Dampak badai pemutusan hubungan kerja (PHK) di industri teknologi global kembali melahirkan kisah humanis yang menarik perhatian publik. James Strawn, seorang veteran teknologi yang mengabdikan 25 tahun hidupnya di Adobe, kini memilih jalan hidup baru yang jauh dari layar komputer: menjadi sopir bus sekolah di Colorado, Amerika Serikat. Langkah ekstrem ini diambil Strawn setelah berjuang selama lebih dari setahun mencari pekerjaan baru di sektor teknologi tanpa hasil.

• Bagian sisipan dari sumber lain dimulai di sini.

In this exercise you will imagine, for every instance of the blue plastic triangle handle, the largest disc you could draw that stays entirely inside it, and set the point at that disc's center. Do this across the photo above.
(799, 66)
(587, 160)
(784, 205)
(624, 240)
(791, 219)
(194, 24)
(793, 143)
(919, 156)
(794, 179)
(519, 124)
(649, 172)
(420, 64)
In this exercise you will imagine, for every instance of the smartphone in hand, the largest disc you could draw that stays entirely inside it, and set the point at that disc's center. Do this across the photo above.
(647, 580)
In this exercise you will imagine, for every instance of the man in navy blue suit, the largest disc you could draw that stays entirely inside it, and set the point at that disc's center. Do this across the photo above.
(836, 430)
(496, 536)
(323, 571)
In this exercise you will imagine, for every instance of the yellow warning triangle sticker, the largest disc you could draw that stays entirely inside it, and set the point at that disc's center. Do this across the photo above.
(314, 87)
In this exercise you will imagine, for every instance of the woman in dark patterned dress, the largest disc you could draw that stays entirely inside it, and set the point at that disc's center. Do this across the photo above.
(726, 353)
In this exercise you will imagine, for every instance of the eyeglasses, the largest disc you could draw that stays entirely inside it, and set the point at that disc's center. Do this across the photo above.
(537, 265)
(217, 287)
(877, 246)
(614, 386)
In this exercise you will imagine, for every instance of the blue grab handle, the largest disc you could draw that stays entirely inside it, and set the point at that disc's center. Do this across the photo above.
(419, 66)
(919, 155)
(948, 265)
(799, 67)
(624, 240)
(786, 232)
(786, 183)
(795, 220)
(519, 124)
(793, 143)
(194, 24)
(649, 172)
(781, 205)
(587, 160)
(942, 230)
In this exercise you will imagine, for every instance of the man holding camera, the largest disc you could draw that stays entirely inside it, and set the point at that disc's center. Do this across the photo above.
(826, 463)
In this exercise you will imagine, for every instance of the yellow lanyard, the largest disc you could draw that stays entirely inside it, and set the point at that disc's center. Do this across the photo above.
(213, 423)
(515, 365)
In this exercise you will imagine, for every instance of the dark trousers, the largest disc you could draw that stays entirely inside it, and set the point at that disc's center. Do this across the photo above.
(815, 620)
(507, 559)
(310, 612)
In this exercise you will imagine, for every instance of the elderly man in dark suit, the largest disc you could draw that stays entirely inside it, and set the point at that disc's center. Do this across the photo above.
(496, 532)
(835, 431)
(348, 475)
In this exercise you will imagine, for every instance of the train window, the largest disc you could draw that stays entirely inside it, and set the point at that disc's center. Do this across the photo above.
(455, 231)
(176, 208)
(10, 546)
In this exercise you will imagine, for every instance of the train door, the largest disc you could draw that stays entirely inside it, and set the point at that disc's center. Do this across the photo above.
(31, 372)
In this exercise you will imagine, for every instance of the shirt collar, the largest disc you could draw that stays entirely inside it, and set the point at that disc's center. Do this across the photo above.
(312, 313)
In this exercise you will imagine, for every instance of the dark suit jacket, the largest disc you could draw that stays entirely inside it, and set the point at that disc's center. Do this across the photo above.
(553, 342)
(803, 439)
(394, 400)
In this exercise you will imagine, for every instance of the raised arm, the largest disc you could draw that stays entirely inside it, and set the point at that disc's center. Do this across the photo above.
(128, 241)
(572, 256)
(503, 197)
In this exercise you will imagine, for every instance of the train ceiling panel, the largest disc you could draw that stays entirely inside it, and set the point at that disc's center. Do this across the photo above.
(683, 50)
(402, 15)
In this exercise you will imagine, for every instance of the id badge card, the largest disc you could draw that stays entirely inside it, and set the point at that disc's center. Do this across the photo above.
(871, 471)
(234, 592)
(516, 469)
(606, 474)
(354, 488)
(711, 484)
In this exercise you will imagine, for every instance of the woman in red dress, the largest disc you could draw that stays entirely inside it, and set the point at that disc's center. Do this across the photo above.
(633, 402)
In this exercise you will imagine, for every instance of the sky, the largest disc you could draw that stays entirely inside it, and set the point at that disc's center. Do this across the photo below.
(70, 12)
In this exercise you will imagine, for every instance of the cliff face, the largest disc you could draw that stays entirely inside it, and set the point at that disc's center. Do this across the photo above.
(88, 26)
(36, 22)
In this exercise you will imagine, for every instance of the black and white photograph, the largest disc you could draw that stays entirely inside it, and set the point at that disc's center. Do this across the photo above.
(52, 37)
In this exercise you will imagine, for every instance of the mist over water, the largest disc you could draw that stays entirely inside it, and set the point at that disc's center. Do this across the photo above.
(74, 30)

Sebelum beralih profesi kemudi, Strawn bukanlah sosok sembarangan. Ia menjabat sebagai Senior Software Quality Engineer di Adobe Digital Video, menguji perangkat lunak ternama seperti Premiere Pro, After Effects, hingga teknologi kecerdasan buatan (AI) generatif yang sedang naik daun. Pengalamannya yang seperempat abad di bidang jaminan kualitas perangkat lunak sempat membuatnya yakin bisa dengan mudah mendapatkan pekerjaan baru setelah terkena PHK pada tahun 2025.
Kenyataan di lapangan ternyata jauh panggang dari api. Selama setahun penuh, Strawn mengirimkan ratusan lamaran untuk posisi rekayasa kualitas hingga pengujian AI. Alih-alih mendapatkan tawaran wawancara yang memuaskan, ia justru kerap menghadapi fenomena ghosting—ketika perekrut tidak memberikan kabar lanjutan—dan penolakan tanpa alasan jelas. Pengalaman ini membawanya pada dugaan bahwa diskriminasi usia (ageism) masih membayangi para pekerja senior di industri teknologi modern.

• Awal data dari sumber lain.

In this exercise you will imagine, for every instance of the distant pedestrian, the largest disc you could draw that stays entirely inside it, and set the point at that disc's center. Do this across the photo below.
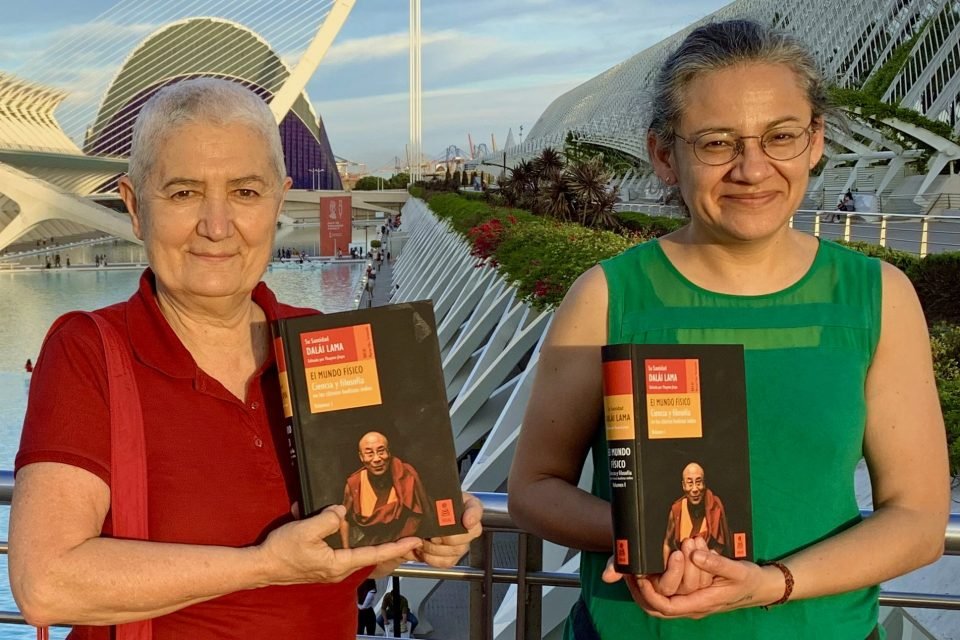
(366, 616)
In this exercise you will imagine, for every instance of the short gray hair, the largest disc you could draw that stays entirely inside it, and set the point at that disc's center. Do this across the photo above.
(210, 100)
(719, 45)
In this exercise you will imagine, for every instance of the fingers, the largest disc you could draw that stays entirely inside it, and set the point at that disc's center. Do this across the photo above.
(672, 576)
(472, 512)
(611, 575)
(718, 565)
(352, 559)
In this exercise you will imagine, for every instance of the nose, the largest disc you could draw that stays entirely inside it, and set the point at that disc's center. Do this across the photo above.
(752, 165)
(216, 218)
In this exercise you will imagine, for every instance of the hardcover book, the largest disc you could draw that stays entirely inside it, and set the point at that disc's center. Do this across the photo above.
(677, 442)
(369, 423)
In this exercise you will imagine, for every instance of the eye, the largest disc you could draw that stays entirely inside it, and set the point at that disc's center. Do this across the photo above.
(782, 136)
(716, 143)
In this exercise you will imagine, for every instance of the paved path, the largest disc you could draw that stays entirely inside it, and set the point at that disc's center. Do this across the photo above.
(382, 286)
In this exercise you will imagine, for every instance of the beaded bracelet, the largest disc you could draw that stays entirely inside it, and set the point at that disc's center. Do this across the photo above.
(788, 582)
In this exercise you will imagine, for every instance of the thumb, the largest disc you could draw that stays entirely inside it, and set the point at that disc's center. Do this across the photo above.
(328, 521)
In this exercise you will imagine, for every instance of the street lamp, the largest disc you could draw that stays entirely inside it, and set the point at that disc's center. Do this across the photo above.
(315, 178)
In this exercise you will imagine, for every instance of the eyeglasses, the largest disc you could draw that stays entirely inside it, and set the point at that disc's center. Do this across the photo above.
(720, 147)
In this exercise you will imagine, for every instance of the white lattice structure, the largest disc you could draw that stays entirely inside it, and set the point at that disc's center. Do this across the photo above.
(67, 129)
(851, 40)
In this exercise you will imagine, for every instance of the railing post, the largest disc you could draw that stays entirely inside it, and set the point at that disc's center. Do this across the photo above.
(529, 597)
(924, 234)
(481, 593)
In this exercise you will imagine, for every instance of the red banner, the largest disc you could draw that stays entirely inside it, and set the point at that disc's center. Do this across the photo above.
(336, 228)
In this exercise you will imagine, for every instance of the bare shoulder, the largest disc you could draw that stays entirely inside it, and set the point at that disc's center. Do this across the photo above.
(582, 316)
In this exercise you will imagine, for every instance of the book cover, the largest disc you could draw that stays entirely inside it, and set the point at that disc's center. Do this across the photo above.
(677, 443)
(369, 423)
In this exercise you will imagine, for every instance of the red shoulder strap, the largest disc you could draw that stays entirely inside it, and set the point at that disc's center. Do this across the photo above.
(128, 454)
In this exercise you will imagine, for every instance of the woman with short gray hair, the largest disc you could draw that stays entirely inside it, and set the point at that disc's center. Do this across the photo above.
(222, 554)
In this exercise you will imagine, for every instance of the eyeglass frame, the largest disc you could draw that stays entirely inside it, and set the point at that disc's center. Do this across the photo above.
(740, 146)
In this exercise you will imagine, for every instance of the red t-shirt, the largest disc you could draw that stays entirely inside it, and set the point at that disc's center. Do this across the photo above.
(214, 474)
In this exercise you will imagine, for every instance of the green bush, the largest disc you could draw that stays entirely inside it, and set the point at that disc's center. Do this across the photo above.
(945, 345)
(650, 226)
(542, 258)
(937, 281)
(900, 259)
(949, 391)
(464, 214)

Jenuh dengan ketidakpastian, Strawn akhirnya memutuskan keluar dari zona nyaman. Ia melamar dan diterima menjadi sopir bus sekolah untuk distrik lokal di tempat tinggalnya. Bagi Strawn, pekerjaan mengantar anak-anak sekolah dengan aman menawarkan tanggung jawab yang berbeda namun tidak kalah mulia dibandingkan memastikan keandalan kode-kode pemrograman yang biasa ia lakukan dulu.

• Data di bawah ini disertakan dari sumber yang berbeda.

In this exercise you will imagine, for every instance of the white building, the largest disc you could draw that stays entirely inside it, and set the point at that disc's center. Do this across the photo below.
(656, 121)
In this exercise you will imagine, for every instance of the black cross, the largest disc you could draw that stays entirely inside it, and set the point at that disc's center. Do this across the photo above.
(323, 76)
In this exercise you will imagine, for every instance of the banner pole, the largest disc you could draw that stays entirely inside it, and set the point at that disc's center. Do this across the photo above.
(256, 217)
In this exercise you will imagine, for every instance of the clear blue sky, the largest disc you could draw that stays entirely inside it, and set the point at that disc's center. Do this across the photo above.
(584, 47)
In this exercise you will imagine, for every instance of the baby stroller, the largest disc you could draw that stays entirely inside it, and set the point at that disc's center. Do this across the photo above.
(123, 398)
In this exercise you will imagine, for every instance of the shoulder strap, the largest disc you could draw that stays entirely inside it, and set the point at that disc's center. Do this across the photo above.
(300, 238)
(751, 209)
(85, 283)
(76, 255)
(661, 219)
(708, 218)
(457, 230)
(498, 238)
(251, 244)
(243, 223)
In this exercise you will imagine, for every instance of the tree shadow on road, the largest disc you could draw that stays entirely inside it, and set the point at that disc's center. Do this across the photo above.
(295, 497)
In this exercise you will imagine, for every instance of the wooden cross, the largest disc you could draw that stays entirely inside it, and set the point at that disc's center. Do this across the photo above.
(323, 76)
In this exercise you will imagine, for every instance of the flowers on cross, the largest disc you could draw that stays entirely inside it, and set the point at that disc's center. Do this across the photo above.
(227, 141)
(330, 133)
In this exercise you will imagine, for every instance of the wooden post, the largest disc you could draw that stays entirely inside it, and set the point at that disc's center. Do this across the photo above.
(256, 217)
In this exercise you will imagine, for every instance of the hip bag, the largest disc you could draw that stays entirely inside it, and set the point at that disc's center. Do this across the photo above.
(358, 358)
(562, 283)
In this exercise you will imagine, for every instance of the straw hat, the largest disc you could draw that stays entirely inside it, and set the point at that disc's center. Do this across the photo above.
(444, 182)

Meski pendapatannya turun drastis dibanding saat masih menjadi insinyur teknologi, Strawn mengaku sangat menikmati babak baru kehidupannya. Ia menemukan lingkungan kerja yang hangat, rekan-rekan yang membumi, dan keceriaan dari anak-anak yang diantarnya setiap hari. Melalui unggahan refleksinya di LinkedIn, ia menganalogikan transisi hidupnya sebagai perpindahan dari "mengemudikan komputer" menjadi mengemudikan bus fisik, sebuah perjalanan tak terduga yang kini ia jalani dengan penuh rasa syukur menjelang masa pensiunnya.